Gerber v. Ho, Unpublished Decision (9-30-1999)

CourtOhio Court of Appeals
DecidedSeptember 30, 1999
DocketTrial Court No. 94CV440. Court of Appeals No. E-99-015.
StatusUnpublished

This text of Gerber v. Ho, Unpublished Decision (9-30-1999) (Gerber v. Ho, Unpublished Decision (9-30-1999)) is published on Counsel Stack Legal Research, covering Ohio Court of Appeals primary law. Counsel Stack provides free access to over 12 million legal documents including statutes, case law, regulations, and constitutions.

Bluebook
Gerber v. Ho, Unpublished Decision (9-30-1999), (Ohio Ct. App. 1999).

Opinion

OPINION AND JUDGMENT ENTRY
This appeal comes to us from a summary judgment issued by the Erie County Court of Common Pleas. It involves a dispute over a real estate lease with an option to purchase. Because we conclude that the trial court properly granted summary judgment in favor of appellees, we affirm.

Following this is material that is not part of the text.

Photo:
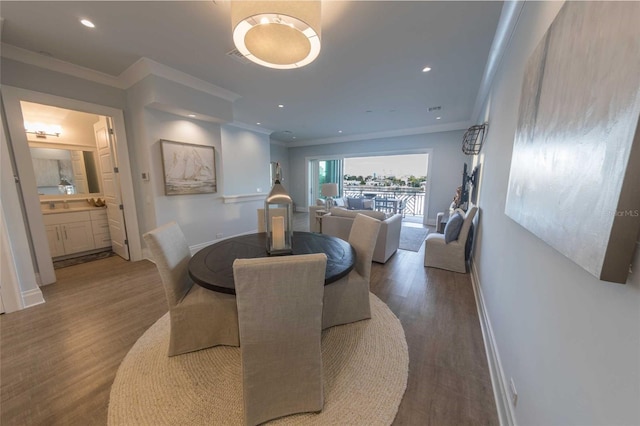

In May 1993, appellees, Carl and Theodora Gerber ("Gerbers"), purchased commercial real estate from Pete Schlachter. The purchase was contingent upon the execution and assignment to the Gerbers of a lease/option to purchase agreement between Schlachter and Sun Cha Thigpen (the then lessee and operator of a health spa on the property). The terms of the Schlachter/Thigpen agreement were that Thigpen agreed to purchase the property in a deal that ultimately would involve $206,000, — a $10,000 cash payment, with the balance of $196,000 to be

"financed by seller on lease purchase agreement. Terms beginning June 1, 1993 and for 10 consecutive months, $1,000 per month as additional down payment. Also beginning June 1, 1993 an additional $1,500.00 per month for 60 consecutive months, at which time payment will increase to $1,600.00 per month for an additional 60 months. Late fee will be $75.00."

On June 19, 1993, the Gerbers entered into a new lease and option to purchase with Thigpen. Although similar, the relevant terms of these contracts were worded somewhat differently from the Schlachter/Thigpen agreement. The Gerber/Thigpen purchase option provided, in part, that:

"For and in consideration of Ten 00/100 ($10.00) and other valuable consideration, receipt of which his hereby acknowledged, CARL L. GERBER and Theodora Gerber hereinafter referred to as Optionor, hereby grants [sic] to SUN CHA THIGPEN, her successors and assigns, hereinafter referred to as Optionee, an exclusive right and option to purchase the following described property * * *.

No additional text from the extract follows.